Provokateur Höcke will sich vor Gericht zum Opfer stilisieren
Die Galionsfigur der rechtspopulistischen AfD muss sich wegen des SA-Spruchs „Alles für Deutschland“verantworten.
Der Andrang war groß, sowohl bei den Gegnern der Rechtspopulisten vor dem Gerichtsgebäude als auch bei den Journalisten im Saal in Halle an der Saale in Sachsen-Anhalt. Die nationale Aufmerksamkeit ist dem ersten Gerichtsverfahren gegen Björn Höcke, Thüringens umstrittenen AfD-Chef, sicher. „Alles für Deutschland“, sein Zitat der SA-Parole bei einer Wahlkampfkundgebung vor drei Jahren, hat dem 52-Jährigen die Anklage eingehandelt.

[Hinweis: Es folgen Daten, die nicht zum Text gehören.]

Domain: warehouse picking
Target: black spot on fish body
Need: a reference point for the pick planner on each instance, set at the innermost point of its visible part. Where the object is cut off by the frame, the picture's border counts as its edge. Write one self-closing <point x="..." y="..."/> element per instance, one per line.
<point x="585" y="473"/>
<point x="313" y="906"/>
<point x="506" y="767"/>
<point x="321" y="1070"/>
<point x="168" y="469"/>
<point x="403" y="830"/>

Eine Verurteilung wegen nationalsozialistischer Terminologie könnte der rechtsnationalistischen Galionsfigur, die das Bundesamt für Verfassungsschutz als Rechtsradikalen einstuft, nicht nur eine Geldstrafe eintragen, sondern auch eine Haftstrafe. Dies könnte womöglich zum Verlust des aktiven wie passiven Wahlrechts führen. Vier Monate vor der Landtagswahl in Thüringen am 1. September stünde die Alternative für Deutschland ohne ihren Spitzenkandidaten und Umfragenspitzenreiter da.
Nach den bundesweiten Protesten gegen die AfD zu Beginn des Jahres scheint der Aufwärtstrend
der Rechtspopulisten zwar vorerst gebrochen. Doch in Thüringen liegen die Rechtspopulisten weiterhin mit um die 30 Prozent überlegen vor der CDU (20) sowie der Linkspartei und dem Bündnis Sarah Wagenknecht mit je rund 15 Prozent.
Zum Auftakt versuchten Höckes Anwälte, das Verfahren mit Tricks zu verzögern – etwa durch den Antrag, die Verhandlung als Tondokument aufzuzeichnen. Oder mit dem Versuch, das Bundesverfassungsgericht mit der
Frage der Zuständigkeit des Gerichts zu befassen. So verstrichen mehrere Stunden bis zur Verlesung der Anklage. All dies folgt offenkundig Höckes Kalkül, sich zum Opfer einer feindseligen Elite und einem missverstandenen Patrioten zu stilisieren.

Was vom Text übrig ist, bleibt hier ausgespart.